帰りの新幹線に乗り、自分の席を捜すと荷物を足下に置き、原稿の校正をしなくてはならないのに、到底睡魔には勝てまいと最初から白旗を掲げ、読もうと思っていた月刊誌を取り出す。挙げ句にiPodのイヤフォンを耳に突っ込む。こりゃ明らかに眠る体制だ。降車駅まで私の隣も、後ろの同行者のお一人の隣も人が来ない。自由席でも座れただろう。
その車輌に入った時から気が付いていたんだけれども、茶の千鳥格子のフリップ付きのDeerstalkerを被り、全く同柄のくるみボタンのジャケットを着た初老の男性がいた。このDeerstalkerというのは「シャーロック・ホームズの帽子」といえばだれもがすぐに思い出すであろう帽子である。車内販売がやってくるとその方の連れがすき焼き弁当なるものを一気に6個買った。思わず耳を疑う。二人で6個である。さすがにその全部をそのお二人で食するわけではない。4個はプラスティック・バッグに入れ、足下へおく。で、やおらそのお二人はこれを良い匂いをさせながらガッガと喰う。いや、お摂りになる。多分この弁当は相当評判なものであって、この方たちのお仲間ではここを通りかかってその弁当を見つけたものは必ず土産に買ってくること、とでもいうような不文律が成り立っているのかも知れない。なんだか、昔の信越線の横川の駅で、みんなが札をふりふり走って買いに行った峠の釜飯を彷彿とさせるのである。
そのあたりで私は健やかに眠りに落ちる。気が付くとDeerstalkerの帽子の御仁は何やら分厚い、一枚の紙が薄そうな、二段組みの書物をオレンジ色のマーカーを持ちながら読んでおられる。なんかの辞書のようにも見える。そういえば百科事典を読む男の本なんてあった。その間、隣の普通のスーツを着た青年と口をきいている雰囲気もない。

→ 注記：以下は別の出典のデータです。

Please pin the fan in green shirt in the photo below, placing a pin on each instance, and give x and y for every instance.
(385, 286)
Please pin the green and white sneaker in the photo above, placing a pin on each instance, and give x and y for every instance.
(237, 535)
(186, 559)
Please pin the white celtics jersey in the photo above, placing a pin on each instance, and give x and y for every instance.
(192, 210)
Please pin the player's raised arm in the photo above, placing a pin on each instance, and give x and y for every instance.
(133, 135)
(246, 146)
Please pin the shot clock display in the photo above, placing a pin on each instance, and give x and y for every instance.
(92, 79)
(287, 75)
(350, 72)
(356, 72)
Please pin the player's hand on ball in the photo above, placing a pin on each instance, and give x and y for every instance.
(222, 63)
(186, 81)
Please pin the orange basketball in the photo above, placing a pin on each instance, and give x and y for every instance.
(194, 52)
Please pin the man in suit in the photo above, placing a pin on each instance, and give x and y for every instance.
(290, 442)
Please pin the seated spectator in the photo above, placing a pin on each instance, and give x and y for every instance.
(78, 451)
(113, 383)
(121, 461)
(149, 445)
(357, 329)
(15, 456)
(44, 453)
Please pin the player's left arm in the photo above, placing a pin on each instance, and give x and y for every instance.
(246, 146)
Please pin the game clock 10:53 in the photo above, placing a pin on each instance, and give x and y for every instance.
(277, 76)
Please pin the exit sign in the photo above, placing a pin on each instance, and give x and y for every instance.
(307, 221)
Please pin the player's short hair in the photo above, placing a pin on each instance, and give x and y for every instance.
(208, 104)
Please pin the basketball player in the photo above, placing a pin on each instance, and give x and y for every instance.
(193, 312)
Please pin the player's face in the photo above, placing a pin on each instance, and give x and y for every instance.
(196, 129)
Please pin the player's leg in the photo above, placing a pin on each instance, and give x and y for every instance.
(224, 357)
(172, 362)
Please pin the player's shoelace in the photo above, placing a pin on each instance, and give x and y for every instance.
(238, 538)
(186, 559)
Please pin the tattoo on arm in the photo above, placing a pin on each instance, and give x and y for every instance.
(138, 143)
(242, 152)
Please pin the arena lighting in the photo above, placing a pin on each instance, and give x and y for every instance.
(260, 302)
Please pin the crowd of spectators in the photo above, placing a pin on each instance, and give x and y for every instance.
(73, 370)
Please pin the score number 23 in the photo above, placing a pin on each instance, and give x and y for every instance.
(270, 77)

いよいよそのお二人が降りる駅がやってきた。Deerstalkerと共布のジャケットを着ておられるような御仁がいかなるコートを着られるのか、私は大いに期待する。これはどうしたってインバネスをお召しいただきたいではないか。しかし、しかしである。なんと、ただの黒の皮コートだったのである。それにしてもあの方はなにゆえにそんなに目立つDeerstalkerを車内でも脱がずにずっと被っておいでであったのだろうか。女性の帽子は脱がなくても可、というのが通り相場だけれども男性の帽子はそうはいわれない。しかも狩りに使うのが目的の帽子である。
ドイツでのサッカーの試合がテレビで中継されていた。なんだか決定打を欠くあたりで眠くてしょうがなくて寝てしまう。あとで聴いたらギリギリの引き分けだったそうだ。FIFAランキングでは格段の相違だそうなのだけれど。野球の日本チームが中国と引き分けるようなもの?そこまでの差はないのか。